AUDIT_WARN(5)                 File Formats Manual                AUDIT_WARN(5)

NAME
     audit_warn – alert when audit daemon issues warnings

DEPRECATION NOTICE
     The audit(4) subsystem has been deprecated since macOS 11.0, disabled
     since macOS 14.0, and WILL BE REMOVED in a future version of macOS.
     Applications that require a security event stream should use the
     EndpointSecurity(7) API instead.

     On this version of macOS, you can re-enable audit(4) by renaming or
     copying /etc/security/audit_control.example to
     /etc/security/audit_control, re-enabling the system/com.apple.auditd
     service by running launchctl enable system/com.apple.auditd as root, and
     rebooting.

DESCRIPTION
     The audit_warn script runs when auditd(8) generates warning messages.
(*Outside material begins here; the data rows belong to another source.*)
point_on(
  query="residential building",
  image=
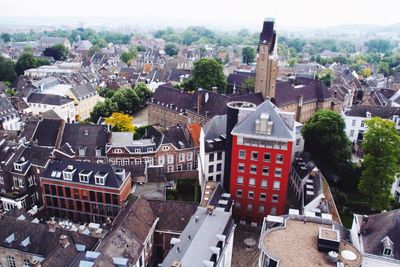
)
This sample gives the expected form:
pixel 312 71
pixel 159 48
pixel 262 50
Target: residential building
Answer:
pixel 212 151
pixel 298 240
pixel 9 117
pixel 207 240
pixel 64 107
pixel 263 141
pixel 169 106
pixel 46 42
pixel 376 236
pixel 84 191
pixel 27 242
pixel 356 117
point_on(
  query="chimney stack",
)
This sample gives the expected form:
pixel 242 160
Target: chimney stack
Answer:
pixel 52 226
pixel 64 241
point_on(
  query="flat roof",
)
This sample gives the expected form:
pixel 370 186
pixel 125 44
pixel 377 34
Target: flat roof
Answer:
pixel 203 235
pixel 296 245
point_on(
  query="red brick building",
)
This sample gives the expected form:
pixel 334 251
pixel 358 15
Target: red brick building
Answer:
pixel 262 143
pixel 83 191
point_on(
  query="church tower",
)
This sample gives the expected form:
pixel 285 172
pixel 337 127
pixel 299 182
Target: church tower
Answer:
pixel 267 61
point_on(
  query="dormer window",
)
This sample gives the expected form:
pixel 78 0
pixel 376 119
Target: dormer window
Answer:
pixel 100 178
pixel 84 176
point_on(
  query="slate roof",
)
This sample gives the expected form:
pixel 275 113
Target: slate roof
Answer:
pixel 83 91
pixel 46 132
pixel 376 111
pixel 42 241
pixel 91 137
pixel 288 92
pixel 279 128
pixel 112 180
pixel 48 99
pixel 377 228
pixel 128 235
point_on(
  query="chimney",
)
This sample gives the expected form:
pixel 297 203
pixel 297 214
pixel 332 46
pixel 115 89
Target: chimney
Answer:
pixel 52 226
pixel 64 241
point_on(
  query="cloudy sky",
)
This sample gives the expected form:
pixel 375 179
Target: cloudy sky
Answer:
pixel 288 13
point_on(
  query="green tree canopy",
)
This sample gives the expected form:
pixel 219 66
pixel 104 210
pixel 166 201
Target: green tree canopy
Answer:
pixel 248 55
pixel 208 73
pixel 327 142
pixel 7 70
pixel 381 146
pixel 171 49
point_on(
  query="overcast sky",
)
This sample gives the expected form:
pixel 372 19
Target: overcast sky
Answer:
pixel 248 13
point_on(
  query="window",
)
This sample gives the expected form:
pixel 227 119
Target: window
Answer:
pixel 277 185
pixel 253 169
pixel 252 182
pixel 242 154
pixel 264 183
pixel 298 142
pixel 161 160
pixel 181 157
pixel 219 167
pixel 387 252
pixel 240 167
pixel 11 261
pixel 261 209
pixel 211 168
pixel 250 194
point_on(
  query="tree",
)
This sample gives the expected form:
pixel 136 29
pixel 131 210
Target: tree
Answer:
pixel 120 122
pixel 381 146
pixel 58 52
pixel 7 70
pixel 248 55
pixel 6 37
pixel 127 56
pixel 171 49
pixel 327 75
pixel 208 73
pixel 327 142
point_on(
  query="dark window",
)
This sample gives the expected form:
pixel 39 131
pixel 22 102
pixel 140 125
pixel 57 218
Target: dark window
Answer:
pixel 99 197
pixel 92 196
pixel 67 192
pixel 60 191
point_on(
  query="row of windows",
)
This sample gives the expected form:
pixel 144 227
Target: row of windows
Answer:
pixel 263 183
pixel 266 157
pixel 261 143
pixel 251 207
pixel 264 172
pixel 261 197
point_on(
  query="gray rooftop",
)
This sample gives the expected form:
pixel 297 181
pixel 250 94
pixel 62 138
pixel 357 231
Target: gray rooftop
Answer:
pixel 203 235
pixel 279 130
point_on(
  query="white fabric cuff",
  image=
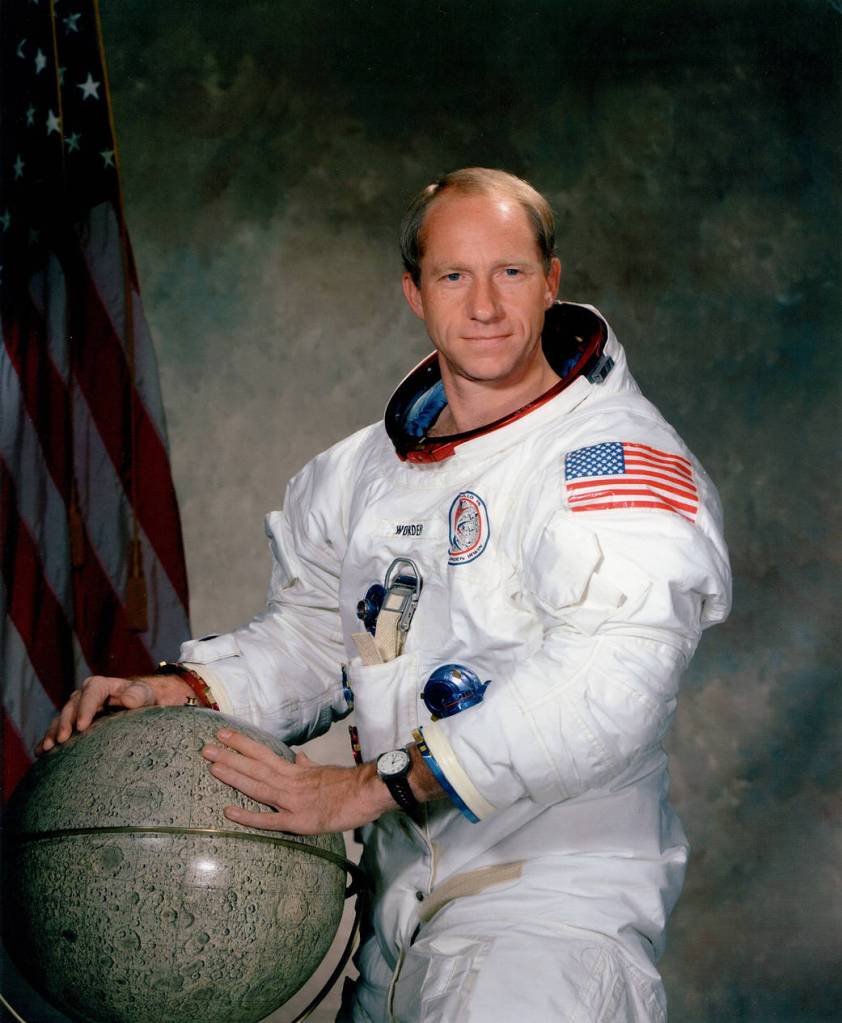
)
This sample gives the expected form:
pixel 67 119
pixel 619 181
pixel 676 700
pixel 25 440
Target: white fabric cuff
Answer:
pixel 214 683
pixel 454 776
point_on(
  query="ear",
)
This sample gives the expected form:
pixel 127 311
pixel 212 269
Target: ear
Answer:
pixel 412 295
pixel 552 280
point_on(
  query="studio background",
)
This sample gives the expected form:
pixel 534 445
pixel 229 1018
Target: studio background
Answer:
pixel 691 151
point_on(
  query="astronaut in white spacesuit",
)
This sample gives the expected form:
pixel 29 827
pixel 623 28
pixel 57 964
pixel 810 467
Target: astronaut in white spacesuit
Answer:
pixel 524 518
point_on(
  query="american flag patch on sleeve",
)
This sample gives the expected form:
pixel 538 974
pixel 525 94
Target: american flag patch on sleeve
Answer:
pixel 622 475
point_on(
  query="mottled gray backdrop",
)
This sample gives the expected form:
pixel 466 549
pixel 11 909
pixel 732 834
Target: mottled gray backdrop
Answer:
pixel 691 149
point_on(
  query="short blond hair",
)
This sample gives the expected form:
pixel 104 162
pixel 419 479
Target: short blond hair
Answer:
pixel 472 181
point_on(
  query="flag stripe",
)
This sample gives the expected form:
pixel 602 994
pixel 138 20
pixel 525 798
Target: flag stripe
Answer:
pixel 633 504
pixel 105 512
pixel 31 604
pixel 640 476
pixel 44 396
pixel 15 755
pixel 83 428
pixel 40 504
pixel 28 705
pixel 103 379
pixel 647 492
pixel 635 480
pixel 678 459
pixel 101 254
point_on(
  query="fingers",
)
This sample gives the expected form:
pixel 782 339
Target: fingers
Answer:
pixel 250 748
pixel 266 820
pixel 85 703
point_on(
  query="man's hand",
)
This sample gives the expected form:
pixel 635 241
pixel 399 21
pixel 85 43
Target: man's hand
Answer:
pixel 101 691
pixel 306 798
     The default audit_warn is a script whose first parameter is the type of
     warning; the script appends its arguments to
     /etc/security/audit_messages.  Administrators may replace this script: a
     more comprehensive one would take different actions based on the type of
     warning.  For example, a low-space warning could result in an email
     message being sent to the administrator.

FILES
     /etc/security/audit_warn
     /etc/security/audit_messages

SEE ALSO
     audit(4), auditd(8)

HISTORY
     The OpenBSM implementation was created by McAfee Research, the security
     division of McAfee Inc., under contract to Apple Computer Inc. in 2004.
     It was subsequently adopted by the TrustedBSD Project as the foundation
     for the OpenBSM distribution.

AUTHORS
     This software was created by McAfee Research, the security research
     division of McAfee, Inc., under contract to Apple Computer Inc.
     Additional authors include Wayne Salamon, Robert Watson, and SPARTA Inc.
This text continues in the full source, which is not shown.